EAGER fetching is a code smell

Introduction

Hibernate fetching strategies can really make a difference between an application that barely crawls and a highly responsive one. In this post, I’ll explain why you should prefer query based fetching instead of global fetch plans.

Fetching 101

Hibernate defines four association retrieving strategies:

Fetching Strategy Description
Join The association is OUTER JOINED in the original SELECT statement
Select An additional SELECT statement is used to retrieve the associated entity(entities)
Subselect An additional SELECT statement is used to retrieve the whole associated collection. This mode is meant for to-many associations
Batch An additional number of SELECT statements is used to retrieve the whole associated collection. Each additional SELECT will retrieve a fixed number of associated entities. This mode is meant for to-many associations

These fetching strategies might be applied in the following scenarios:

  • the association is always initialized along with its owner (e.g. EAGER FetchType)
  • the uninitialized association (e.g. LAZY FetchType) is navigated, therefore the association must be retrieved with a secondary SELECT

The Hibernate mappings fetching information forms the global fetch plan. At query time, we may override the global fetch plan, but only for LAZY associations. For this we can use the fetch HQL/JPQL/Criteria directive. EAGER associations cannot be overridden, therefore tying your application to the global fetch plan.

Hibernate 3 acknowledged that LAZY should be the default association fetching strategy:

By default, Hibernate3 uses lazy select fetching for collections and lazy proxy fetching for single-valued associations. These defaults make sense for most associations in the majority of applications.

This decision was taken after noticing many performance issues associated with Hibernate 2 default eager fetching. Unfortunately JPA has taken a different approach and decided that to-many associations be LAZY while to-one relationships be fetched eagerly.

Association type Default fetching policy
@OneTMany LAZY
@ManyToMany LAZY
@ManyToOne EAGER
@OneToOne EAGER

EAGER fetching inconsistencies

While it may be convenient to just mark associations as EAGER, delegating the fetching responsibility to Hibernate, it’s advisable to resort to query based fetch plans.

An EAGER association will always be fetched and the fetching strategy is not consistent across all querying techniques.

Next, I’m going to demonstrate how EAGER fetching behaves for all Hibernate querying variants.

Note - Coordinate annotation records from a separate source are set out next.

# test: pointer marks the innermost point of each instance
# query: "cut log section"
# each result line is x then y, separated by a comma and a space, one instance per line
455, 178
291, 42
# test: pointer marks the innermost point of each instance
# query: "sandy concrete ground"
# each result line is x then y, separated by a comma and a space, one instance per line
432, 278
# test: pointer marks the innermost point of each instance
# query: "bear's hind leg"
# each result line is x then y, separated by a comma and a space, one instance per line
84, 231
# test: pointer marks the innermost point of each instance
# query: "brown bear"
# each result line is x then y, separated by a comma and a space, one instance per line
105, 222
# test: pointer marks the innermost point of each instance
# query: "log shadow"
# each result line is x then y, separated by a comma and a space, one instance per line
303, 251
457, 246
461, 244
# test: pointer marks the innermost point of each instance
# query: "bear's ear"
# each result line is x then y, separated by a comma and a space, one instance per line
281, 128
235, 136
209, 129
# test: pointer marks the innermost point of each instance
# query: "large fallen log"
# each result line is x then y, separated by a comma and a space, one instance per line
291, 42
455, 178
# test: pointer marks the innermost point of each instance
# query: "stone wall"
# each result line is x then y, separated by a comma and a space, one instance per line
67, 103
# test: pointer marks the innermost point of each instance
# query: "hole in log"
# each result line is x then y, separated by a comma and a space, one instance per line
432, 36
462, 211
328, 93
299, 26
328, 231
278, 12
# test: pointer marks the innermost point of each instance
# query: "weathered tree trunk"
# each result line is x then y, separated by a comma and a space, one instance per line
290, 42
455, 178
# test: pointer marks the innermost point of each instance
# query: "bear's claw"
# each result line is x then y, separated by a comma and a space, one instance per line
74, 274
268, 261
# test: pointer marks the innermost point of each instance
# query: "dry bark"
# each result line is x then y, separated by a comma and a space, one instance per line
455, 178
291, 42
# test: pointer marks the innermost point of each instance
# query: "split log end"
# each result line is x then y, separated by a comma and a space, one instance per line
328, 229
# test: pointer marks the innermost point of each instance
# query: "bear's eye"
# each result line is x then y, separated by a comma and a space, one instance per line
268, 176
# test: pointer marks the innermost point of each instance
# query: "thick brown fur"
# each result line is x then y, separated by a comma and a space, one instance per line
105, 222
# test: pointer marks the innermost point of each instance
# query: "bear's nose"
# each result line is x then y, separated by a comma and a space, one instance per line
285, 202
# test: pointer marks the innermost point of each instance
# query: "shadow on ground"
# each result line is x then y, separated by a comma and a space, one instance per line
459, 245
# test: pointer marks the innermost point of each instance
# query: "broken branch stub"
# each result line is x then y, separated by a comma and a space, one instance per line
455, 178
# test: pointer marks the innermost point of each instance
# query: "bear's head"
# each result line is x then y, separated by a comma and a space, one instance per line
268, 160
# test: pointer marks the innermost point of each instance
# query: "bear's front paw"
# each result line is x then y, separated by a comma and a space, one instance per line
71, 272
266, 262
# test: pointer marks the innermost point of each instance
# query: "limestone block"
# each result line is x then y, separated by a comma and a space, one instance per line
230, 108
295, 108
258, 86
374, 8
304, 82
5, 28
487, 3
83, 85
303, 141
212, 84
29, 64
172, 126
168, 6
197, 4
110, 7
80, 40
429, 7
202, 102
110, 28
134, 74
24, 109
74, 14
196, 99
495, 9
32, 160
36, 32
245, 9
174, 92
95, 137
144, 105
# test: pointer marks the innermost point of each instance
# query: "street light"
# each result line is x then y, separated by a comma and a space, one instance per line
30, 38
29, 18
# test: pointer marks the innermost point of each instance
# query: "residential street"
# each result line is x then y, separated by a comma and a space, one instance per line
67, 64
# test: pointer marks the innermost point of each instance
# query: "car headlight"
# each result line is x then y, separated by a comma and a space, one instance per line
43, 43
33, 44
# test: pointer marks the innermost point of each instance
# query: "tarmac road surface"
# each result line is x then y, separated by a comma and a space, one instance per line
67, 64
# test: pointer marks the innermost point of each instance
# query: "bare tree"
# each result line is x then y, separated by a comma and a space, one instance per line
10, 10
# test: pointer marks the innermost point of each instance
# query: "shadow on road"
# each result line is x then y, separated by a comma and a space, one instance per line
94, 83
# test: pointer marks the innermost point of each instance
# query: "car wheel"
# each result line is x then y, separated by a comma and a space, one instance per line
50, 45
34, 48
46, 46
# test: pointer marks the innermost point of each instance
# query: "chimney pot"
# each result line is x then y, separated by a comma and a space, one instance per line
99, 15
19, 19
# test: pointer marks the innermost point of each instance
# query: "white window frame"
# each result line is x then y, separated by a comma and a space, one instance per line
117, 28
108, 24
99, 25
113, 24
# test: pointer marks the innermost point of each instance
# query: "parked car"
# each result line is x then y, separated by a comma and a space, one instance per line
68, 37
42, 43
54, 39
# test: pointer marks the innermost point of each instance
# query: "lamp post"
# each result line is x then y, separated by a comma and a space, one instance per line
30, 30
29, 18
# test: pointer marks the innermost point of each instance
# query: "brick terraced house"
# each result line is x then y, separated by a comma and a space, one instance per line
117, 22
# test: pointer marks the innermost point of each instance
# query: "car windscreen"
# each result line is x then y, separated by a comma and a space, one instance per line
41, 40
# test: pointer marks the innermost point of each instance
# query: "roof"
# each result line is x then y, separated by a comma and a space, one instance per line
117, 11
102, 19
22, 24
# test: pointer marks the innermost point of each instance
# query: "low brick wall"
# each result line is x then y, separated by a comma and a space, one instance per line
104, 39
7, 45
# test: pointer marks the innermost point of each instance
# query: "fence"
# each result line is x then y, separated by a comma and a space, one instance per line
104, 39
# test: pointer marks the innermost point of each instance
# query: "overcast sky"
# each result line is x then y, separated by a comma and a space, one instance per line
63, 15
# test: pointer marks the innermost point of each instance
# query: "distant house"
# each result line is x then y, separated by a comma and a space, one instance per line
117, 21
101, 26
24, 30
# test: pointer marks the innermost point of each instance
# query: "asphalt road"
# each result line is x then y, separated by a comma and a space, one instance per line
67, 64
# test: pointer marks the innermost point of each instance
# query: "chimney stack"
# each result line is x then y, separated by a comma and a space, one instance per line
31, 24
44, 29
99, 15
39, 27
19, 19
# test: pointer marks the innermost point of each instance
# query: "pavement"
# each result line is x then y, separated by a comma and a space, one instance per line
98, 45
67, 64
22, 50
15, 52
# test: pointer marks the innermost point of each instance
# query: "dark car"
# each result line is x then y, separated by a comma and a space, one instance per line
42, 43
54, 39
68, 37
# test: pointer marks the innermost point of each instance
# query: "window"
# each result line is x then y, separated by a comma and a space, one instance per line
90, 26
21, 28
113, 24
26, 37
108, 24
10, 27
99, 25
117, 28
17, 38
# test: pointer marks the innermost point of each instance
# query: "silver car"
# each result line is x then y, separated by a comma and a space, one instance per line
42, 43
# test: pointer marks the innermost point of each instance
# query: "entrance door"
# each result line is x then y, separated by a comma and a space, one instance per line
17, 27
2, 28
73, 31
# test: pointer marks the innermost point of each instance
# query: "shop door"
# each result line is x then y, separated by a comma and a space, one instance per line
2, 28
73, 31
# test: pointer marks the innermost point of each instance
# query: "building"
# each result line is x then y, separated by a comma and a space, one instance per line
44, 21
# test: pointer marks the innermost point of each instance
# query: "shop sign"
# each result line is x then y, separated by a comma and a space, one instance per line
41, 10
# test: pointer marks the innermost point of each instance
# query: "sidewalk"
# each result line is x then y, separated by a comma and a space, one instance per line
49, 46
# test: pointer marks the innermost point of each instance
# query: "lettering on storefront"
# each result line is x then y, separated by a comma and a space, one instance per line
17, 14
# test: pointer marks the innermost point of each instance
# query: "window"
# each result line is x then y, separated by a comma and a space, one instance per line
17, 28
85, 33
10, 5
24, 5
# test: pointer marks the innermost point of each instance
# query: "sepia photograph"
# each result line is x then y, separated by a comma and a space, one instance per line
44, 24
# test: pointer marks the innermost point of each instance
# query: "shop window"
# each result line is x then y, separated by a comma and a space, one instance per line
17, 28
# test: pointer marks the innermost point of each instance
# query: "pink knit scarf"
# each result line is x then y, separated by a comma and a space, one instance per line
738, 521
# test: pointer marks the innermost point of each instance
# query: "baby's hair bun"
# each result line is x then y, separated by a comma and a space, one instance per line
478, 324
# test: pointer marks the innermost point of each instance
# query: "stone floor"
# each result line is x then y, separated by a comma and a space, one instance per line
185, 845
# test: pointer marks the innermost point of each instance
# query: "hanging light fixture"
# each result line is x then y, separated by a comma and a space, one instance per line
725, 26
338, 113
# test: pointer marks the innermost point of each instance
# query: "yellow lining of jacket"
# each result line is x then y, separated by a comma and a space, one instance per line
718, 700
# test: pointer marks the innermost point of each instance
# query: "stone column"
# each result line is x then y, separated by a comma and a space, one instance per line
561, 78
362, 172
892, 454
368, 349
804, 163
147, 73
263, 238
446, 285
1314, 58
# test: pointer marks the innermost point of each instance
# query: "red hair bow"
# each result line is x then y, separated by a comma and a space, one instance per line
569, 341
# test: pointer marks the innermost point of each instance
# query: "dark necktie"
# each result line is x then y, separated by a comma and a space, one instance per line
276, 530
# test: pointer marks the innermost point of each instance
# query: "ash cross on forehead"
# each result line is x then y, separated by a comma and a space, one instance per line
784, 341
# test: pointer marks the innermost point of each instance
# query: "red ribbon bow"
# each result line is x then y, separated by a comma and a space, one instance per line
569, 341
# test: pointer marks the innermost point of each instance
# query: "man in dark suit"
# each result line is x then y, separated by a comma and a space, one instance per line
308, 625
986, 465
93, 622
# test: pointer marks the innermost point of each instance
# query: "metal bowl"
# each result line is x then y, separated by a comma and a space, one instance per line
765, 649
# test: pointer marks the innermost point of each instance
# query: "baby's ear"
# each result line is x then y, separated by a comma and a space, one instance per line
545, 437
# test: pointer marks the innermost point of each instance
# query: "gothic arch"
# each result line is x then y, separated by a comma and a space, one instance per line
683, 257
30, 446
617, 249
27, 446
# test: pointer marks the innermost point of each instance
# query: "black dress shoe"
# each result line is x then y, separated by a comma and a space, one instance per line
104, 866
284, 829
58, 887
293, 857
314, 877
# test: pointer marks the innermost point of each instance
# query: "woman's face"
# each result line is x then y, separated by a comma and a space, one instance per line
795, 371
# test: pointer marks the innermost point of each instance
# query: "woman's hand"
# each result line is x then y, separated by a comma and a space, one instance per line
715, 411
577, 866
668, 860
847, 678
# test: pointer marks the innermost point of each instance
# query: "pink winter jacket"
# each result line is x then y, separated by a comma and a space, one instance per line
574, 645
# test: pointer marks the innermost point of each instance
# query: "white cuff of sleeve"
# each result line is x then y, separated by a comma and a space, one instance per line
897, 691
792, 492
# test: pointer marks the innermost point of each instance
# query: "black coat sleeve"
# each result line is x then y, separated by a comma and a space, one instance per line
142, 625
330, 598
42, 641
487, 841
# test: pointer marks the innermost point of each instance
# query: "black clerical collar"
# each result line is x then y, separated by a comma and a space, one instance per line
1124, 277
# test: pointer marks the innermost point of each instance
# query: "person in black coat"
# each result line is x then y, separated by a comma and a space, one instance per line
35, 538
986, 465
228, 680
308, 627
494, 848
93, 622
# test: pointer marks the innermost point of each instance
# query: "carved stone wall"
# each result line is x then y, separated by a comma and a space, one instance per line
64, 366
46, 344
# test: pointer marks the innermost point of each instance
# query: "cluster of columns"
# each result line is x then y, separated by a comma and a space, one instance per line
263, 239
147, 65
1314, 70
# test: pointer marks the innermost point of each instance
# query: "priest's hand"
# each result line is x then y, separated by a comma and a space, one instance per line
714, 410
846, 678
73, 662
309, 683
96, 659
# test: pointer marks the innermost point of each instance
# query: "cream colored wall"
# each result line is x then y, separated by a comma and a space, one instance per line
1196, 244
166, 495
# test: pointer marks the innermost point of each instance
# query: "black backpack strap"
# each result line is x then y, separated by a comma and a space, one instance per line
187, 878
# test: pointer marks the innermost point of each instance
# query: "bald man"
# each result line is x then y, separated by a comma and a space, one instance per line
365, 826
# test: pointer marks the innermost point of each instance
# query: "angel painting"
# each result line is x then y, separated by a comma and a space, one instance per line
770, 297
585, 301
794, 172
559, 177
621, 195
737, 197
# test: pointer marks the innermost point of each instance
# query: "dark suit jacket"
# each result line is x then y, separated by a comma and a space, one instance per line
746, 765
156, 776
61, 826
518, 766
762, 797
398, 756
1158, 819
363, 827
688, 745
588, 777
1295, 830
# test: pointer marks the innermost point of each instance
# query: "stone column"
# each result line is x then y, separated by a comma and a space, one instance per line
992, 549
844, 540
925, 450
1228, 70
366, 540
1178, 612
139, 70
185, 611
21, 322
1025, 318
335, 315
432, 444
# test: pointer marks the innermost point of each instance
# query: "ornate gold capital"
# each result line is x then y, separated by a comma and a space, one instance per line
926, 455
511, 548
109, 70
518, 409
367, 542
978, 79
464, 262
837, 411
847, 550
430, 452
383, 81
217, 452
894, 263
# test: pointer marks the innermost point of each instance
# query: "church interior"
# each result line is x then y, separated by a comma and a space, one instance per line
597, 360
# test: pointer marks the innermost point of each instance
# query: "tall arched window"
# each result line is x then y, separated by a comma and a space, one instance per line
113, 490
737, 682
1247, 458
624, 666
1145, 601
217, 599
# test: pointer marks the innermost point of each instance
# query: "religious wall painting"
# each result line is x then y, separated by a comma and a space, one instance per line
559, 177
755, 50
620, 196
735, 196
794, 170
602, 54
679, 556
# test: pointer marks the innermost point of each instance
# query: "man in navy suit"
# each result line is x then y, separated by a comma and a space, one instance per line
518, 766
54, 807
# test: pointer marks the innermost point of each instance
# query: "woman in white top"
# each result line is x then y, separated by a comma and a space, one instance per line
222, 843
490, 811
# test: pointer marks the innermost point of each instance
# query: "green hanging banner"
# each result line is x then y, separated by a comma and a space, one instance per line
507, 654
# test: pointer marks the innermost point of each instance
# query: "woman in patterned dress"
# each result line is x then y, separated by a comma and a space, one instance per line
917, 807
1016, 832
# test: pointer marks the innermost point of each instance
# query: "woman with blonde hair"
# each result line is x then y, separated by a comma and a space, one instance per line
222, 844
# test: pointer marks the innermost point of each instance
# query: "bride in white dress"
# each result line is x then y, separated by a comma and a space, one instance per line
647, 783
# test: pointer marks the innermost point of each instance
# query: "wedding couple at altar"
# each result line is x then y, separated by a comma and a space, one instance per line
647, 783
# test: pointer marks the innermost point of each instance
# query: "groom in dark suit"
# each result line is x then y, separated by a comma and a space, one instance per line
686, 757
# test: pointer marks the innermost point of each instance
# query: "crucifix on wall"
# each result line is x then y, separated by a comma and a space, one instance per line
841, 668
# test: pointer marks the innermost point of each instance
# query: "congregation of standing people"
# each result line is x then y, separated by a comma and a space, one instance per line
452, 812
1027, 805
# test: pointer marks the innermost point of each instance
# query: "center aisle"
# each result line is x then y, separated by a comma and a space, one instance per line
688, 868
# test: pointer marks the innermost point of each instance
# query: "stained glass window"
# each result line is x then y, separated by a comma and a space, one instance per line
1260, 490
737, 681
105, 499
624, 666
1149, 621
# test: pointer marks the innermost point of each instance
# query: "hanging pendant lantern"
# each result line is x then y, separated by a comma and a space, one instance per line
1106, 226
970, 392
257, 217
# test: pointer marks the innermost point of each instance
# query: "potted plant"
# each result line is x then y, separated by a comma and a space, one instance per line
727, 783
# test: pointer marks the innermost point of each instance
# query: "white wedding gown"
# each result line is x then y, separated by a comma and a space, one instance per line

I will reuse the same entity model I’ve previously introduced in my fetching strategies article:

Product

The Product entity has the following associations:

@ManyToOne(fetch = FetchType.EAGER)
@JoinColumn(name = "company_id", nullable = false)
private Company company;

@OneToOne(fetch = FetchType.LAZY, cascade = CascadeType.ALL, mappedBy = "product", optional = false)
private WarehouseProductInfo warehouseProductInfo;

@ManyToOne(fetch = FetchType.LAZY)
@JoinColumn(name = "importer_id")
private Importer importer;

@OneToMany(fetch = FetchType.LAZY, cascade = CascadeType.ALL, mappedBy = "product", orphanRemoval = true)
@OrderBy("index")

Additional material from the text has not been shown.